To me, the problem with Woody Allen is that he's gone high concept. All his movies seem to be this way. Stuff with ghosts, time travel, invisibility and all this nonsense. In a PBS documentary about him, we see him going through all his ideas for movies he has lying around and it's all crap like that.
There was a review in the Atlantic Monthly of his latest movie, filmed in Rome. The critic felt that Allen's pace, making a film a year, was too much for anyone. He hasn't taken the time to develop them. It quotes Allen as saying he doesn't think he'll make another great film and if he does, it will be by accident.
Well, the guy is 76. He appears quite healthy and his father died at age 100. My guess is that he's got a good ten years of work left, but if he takes three years to develop a movie, there's a good chance that it won't be made. I know there are some---John Huston and Sydney Lumet are two----who've worked into their 80s, but it doesn't happen often.
In any case, Allen is doing what he wants.
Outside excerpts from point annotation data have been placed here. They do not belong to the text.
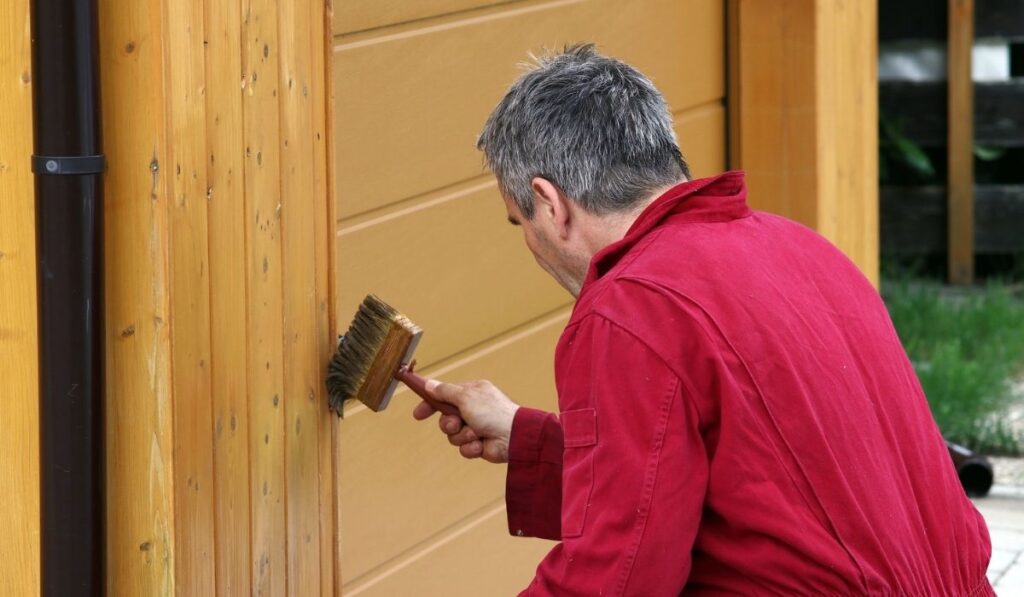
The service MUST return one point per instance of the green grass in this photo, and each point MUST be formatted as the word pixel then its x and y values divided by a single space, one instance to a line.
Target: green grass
pixel 968 348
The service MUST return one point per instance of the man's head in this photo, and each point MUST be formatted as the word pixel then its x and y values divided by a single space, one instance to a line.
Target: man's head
pixel 585 140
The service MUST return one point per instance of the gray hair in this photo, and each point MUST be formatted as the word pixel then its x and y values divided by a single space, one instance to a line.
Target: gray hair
pixel 593 126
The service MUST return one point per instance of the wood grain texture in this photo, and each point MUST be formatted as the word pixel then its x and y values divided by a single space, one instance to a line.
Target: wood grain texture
pixel 228 337
pixel 396 498
pixel 701 138
pixel 914 219
pixel 19 565
pixel 264 310
pixel 189 298
pixel 502 563
pixel 847 104
pixel 961 143
pixel 356 15
pixel 324 217
pixel 453 264
pixel 139 424
pixel 301 370
pixel 805 117
pixel 411 101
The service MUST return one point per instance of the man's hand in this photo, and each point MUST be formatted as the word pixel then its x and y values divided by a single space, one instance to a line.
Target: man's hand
pixel 487 414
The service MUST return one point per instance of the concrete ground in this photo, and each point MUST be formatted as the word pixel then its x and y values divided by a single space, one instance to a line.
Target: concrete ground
pixel 1004 510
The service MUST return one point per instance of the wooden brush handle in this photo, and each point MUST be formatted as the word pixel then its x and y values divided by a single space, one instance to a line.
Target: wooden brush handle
pixel 418 384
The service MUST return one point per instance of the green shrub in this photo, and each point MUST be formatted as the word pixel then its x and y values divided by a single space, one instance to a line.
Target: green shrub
pixel 968 349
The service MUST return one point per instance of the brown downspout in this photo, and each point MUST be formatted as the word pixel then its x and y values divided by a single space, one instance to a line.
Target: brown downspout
pixel 69 164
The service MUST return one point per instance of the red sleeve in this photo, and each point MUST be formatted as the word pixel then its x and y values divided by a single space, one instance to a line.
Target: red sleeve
pixel 534 483
pixel 634 470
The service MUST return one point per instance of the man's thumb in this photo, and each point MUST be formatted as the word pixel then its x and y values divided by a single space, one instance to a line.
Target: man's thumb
pixel 445 392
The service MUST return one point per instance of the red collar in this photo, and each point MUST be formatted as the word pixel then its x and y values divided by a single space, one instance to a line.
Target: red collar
pixel 717 199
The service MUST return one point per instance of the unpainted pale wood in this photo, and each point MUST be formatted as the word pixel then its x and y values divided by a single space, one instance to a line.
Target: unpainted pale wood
pixel 456 267
pixel 324 228
pixel 189 298
pixel 19 565
pixel 961 143
pixel 353 15
pixel 264 309
pixel 228 336
pixel 412 101
pixel 502 563
pixel 140 551
pixel 396 498
pixel 301 368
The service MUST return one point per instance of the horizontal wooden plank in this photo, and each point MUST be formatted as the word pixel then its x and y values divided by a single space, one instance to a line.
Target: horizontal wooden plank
pixel 913 219
pixel 477 555
pixel 927 19
pixel 354 15
pixel 401 482
pixel 919 110
pixel 409 105
pixel 701 138
pixel 454 265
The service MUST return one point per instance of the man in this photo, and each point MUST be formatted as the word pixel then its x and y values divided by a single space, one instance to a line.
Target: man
pixel 736 412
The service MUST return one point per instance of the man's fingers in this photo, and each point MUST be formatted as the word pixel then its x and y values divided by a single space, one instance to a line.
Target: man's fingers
pixel 423 411
pixel 450 424
pixel 464 436
pixel 471 450
pixel 445 392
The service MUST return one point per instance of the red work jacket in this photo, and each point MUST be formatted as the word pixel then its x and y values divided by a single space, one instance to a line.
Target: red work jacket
pixel 737 416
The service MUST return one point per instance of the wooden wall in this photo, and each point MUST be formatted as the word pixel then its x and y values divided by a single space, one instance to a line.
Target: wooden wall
pixel 18 369
pixel 225 474
pixel 421 223
pixel 804 116
pixel 219 465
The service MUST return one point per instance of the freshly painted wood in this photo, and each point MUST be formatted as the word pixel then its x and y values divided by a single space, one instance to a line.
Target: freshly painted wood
pixel 499 561
pixel 301 367
pixel 961 143
pixel 18 349
pixel 140 552
pixel 453 264
pixel 228 337
pixel 264 309
pixel 189 298
pixel 355 15
pixel 399 494
pixel 410 103
pixel 805 119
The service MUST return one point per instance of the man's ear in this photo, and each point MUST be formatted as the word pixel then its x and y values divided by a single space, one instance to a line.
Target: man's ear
pixel 551 203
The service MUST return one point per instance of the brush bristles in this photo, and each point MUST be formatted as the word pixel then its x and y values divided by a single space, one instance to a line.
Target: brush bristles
pixel 379 341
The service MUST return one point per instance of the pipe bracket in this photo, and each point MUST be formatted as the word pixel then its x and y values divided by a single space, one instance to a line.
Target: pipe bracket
pixel 69 165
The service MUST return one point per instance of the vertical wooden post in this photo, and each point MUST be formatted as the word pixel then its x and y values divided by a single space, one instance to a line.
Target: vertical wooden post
pixel 961 145
pixel 139 401
pixel 803 116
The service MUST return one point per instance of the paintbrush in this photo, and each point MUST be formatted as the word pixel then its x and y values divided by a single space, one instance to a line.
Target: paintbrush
pixel 373 356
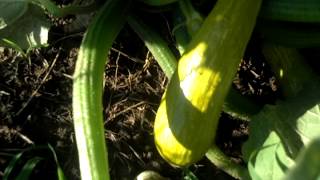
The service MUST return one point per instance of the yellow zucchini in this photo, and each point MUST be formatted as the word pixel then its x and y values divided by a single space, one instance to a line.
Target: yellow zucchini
pixel 187 118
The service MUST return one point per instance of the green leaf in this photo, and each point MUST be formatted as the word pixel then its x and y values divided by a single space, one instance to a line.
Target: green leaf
pixel 28 168
pixel 29 31
pixel 278 133
pixel 308 163
pixel 11 11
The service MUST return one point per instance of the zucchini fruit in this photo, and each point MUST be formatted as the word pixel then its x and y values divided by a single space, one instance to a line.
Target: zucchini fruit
pixel 187 118
pixel 291 10
pixel 88 88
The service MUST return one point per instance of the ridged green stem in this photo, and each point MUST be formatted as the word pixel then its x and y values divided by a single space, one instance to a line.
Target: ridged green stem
pixel 157 46
pixel 88 89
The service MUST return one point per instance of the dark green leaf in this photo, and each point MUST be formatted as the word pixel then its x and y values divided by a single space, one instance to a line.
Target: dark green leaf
pixel 279 131
pixel 29 31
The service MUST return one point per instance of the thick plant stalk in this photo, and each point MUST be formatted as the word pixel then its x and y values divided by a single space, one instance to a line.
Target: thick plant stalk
pixel 157 46
pixel 88 88
pixel 186 121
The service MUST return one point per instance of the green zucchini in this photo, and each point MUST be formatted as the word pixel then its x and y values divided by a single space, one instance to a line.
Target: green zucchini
pixel 158 2
pixel 187 117
pixel 88 88
pixel 291 10
pixel 293 35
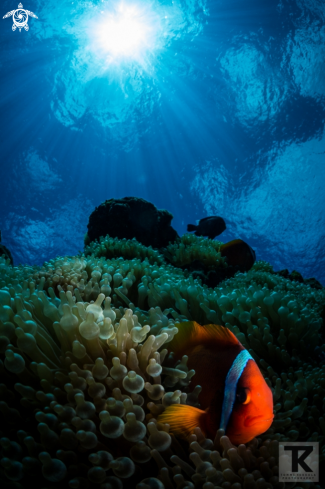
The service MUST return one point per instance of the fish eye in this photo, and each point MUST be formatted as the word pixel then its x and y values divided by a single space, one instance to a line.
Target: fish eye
pixel 243 395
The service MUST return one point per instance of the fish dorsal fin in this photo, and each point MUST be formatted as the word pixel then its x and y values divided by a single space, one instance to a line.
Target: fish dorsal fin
pixel 191 334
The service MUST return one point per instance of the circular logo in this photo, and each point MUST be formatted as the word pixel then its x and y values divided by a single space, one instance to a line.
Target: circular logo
pixel 20 18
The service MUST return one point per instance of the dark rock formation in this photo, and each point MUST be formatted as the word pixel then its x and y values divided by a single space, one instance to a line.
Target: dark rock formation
pixel 4 251
pixel 131 217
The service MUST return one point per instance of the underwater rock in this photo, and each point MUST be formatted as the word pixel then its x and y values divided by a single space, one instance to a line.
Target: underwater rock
pixel 296 276
pixel 4 251
pixel 131 217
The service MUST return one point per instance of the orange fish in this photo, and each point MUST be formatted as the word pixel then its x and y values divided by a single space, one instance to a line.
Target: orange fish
pixel 234 396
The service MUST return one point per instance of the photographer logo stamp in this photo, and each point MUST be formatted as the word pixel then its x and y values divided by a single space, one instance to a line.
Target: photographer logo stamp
pixel 20 18
pixel 299 462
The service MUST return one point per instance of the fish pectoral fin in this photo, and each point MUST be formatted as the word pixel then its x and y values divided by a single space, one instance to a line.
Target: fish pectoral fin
pixel 183 419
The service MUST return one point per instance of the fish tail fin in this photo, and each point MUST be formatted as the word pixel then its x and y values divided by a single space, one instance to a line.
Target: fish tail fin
pixel 191 227
pixel 183 419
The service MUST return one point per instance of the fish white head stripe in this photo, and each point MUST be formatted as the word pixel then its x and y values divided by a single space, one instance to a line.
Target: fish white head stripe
pixel 232 378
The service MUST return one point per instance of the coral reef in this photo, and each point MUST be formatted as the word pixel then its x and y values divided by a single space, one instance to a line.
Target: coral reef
pixel 115 248
pixel 210 260
pixel 85 372
pixel 131 217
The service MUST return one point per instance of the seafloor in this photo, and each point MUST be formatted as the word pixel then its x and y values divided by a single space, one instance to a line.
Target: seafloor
pixel 83 382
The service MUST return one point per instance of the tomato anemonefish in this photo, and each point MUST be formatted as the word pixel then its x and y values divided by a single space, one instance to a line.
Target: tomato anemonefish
pixel 234 396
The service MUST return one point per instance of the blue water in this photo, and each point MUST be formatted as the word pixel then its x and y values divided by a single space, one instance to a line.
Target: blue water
pixel 221 111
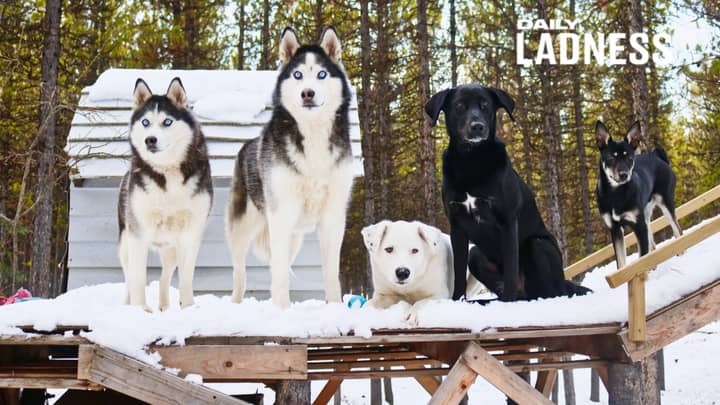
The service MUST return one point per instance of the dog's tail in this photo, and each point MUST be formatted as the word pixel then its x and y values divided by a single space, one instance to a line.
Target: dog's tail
pixel 572 289
pixel 660 152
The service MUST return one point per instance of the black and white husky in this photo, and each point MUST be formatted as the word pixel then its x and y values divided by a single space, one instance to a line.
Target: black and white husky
pixel 166 196
pixel 297 175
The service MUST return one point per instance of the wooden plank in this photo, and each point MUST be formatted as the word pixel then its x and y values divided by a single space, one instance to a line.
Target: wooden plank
pixel 664 253
pixel 563 365
pixel 40 383
pixel 455 386
pixel 227 363
pixel 545 381
pixel 607 252
pixel 325 375
pixel 328 391
pixel 141 381
pixel 670 325
pixel 636 308
pixel 501 377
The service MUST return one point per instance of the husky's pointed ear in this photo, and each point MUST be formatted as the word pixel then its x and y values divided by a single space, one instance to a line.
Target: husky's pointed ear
pixel 141 93
pixel 374 234
pixel 437 104
pixel 504 100
pixel 176 93
pixel 430 235
pixel 330 43
pixel 634 135
pixel 602 135
pixel 289 44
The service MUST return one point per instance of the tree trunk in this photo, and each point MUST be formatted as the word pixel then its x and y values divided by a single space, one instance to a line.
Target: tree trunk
pixel 639 80
pixel 453 45
pixel 367 135
pixel 427 147
pixel 42 268
pixel 265 37
pixel 292 393
pixel 241 39
pixel 553 159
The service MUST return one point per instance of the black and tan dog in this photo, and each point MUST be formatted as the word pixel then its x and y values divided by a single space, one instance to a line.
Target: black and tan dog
pixel 630 186
pixel 488 204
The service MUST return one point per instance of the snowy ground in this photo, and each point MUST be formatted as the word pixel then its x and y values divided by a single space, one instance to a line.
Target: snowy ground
pixel 691 377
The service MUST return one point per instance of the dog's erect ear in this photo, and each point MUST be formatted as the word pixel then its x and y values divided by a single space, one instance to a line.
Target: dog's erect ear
pixel 602 135
pixel 289 44
pixel 431 235
pixel 437 104
pixel 176 93
pixel 374 234
pixel 504 100
pixel 634 135
pixel 141 93
pixel 330 43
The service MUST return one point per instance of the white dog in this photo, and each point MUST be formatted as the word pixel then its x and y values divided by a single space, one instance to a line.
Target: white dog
pixel 411 262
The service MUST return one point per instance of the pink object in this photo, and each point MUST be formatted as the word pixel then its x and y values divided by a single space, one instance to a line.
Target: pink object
pixel 19 295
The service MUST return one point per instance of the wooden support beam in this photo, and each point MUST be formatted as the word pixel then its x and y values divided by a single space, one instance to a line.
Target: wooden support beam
pixel 608 252
pixel 227 363
pixel 680 319
pixel 545 381
pixel 636 308
pixel 480 362
pixel 328 391
pixel 136 379
pixel 664 253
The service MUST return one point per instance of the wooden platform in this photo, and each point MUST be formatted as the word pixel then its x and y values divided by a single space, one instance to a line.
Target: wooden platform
pixel 63 359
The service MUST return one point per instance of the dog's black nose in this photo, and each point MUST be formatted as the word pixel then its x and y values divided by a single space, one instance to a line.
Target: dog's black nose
pixel 307 95
pixel 477 127
pixel 402 273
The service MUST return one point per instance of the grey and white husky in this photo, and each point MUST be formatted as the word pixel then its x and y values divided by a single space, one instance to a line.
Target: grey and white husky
pixel 166 196
pixel 297 175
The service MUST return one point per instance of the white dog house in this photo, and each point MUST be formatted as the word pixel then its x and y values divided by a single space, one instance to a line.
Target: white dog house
pixel 232 107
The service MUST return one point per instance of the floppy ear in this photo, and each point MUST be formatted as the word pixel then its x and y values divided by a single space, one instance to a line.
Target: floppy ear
pixel 437 104
pixel 141 93
pixel 634 135
pixel 289 44
pixel 431 235
pixel 504 100
pixel 330 43
pixel 602 135
pixel 176 93
pixel 374 234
It's silly to offer him advice at this point.
I think I stated my opinion here before. Allen started out making movies that simply a long series of gags. He didn't direct Play It Again, Sam because he didn't know if he could make something with a beginning, a middle and an end, even though he wrote it.
But the earlier movies had greater cinematic merit than his later movies. They were movies that couldn't exist as anything but movies. There was no way to do a novelization.
I'm sure he imagines he's reaching greater artistic heights now, but in his more "serious" movies, everything is verbalized; watching the movie and reading the script are pretty much the same experience.